My experience (personal and professional) is people like this don't tend to change. Ultimately, you have to ask yourself if you want to be like them for the rest of your life.

 

I honestly feel sorry for narcissists. Many of them end up rather lonely and constantly disappointed.

  • Like 3
Link to comment

I can empathize. This is another one of those strange parallels that you and I seem to have in our lives from time to time. 

 

The difference is the threats have come my way from my father, basically that if I don't leave my wife there will be nothing in their wills for me from their significant wealth. Horrible, outrageous, nasty.

 

Ultimately it was so extreme that it has freed me of the power they had over me, when someone is this nasty and vindictive to you maybe it is time to call it a day and make your own way.

 

No matter what they say to you about inheritance and wills, promises of financial support, it is irrelevant. Basically it's blackmail and you have no idea what they really put in there anyway or if they will ever actually come through for you. Any relationship that is founded on power of one party over the other, especially when it's power through money, is flawed.

 

If you won the lotto tomorrow what would that do to your relationship with them?

 

My advice would be to forget the money from them, I know you need it but you have to find another way. You already started with the video game reviews. You've run into this issue somewhat earlier in life than I did, it might be a blessing in disguise. 

 

I'm with Tank, there is no power for you in publicly shaming them. In my opinion, you will get a temporary feeling of revenge, which will fade and they will forever use it against you. 

 

If these people were not your parents would they be in your life?

 

I don't recall if you have siblings? I got a lot of relief from talking through things with my brother, it brought us closer in a way we never previously were.

 

If I could I'd take you down the pub, buy you a few beers and talk it through, you're good people. 

 

  • Like 2
  • Thanks 1
  • That's Metal 1

         Endor, LVL 45 Half-Elf Ranger 

PR and Motivation Log | Current Battle Log 

      

                    Feb-March 2022 Challenge

   

Link to comment
On 8/9/2020 at 1:09 PM, cd667 said:

I write people's Wills for a living

Ah, a fellow legal professional! Glad to have you around.

 

2 hours ago, Endor said:

The difference is the threats have come my way from my father, basically that if I don't leave my wife there will be nothing in their wills for me from their significant wealth. Horrible, outrageous, nasty.

 

Ultimately it was so extreme that it has freed me of the power they had over me, when someone is this nasty and vindictive to you maybe it is time to call it a day and make your own way.
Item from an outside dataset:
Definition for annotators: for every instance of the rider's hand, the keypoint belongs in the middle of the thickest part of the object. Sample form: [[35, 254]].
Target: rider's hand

Difference here is, I haven't had any threats. That would have certainly cleared up and simplified things. My mom (and as an extension of her schemes, my dad as well) are being way more passive-aggressive. They're willing to help but only in words, unless said help aligns with their needs and hopes. Thing is, looking back, I've always been a convenient kid who didn't talk back, didn't cause a fuss, didn't request things and always was a source of pride for them. I was more mature than my age and could have serious conversation with grown people before kindergarden. I was a straight-A top of the class student for all 12 years of school. I made it into law school. I graduated. I scored 2 Masters degrees. A job as a counsellor to a minister. At a university professor's law office. I was the wunderkid they could brag about and be proud of. Now suddenly I've fallen behind, I provide nothing they can use to hype up themselves to other people and thus I am of no further use until I re-align myself with what they think is best for me to get me back on that track. Not the track that'll make me happy, just one that'll give them something to be proud about again.

 

2 hours ago, Endor said:

No matter what they say to you about inheritance and wills, promises of financial support, it is irrelevant. [...]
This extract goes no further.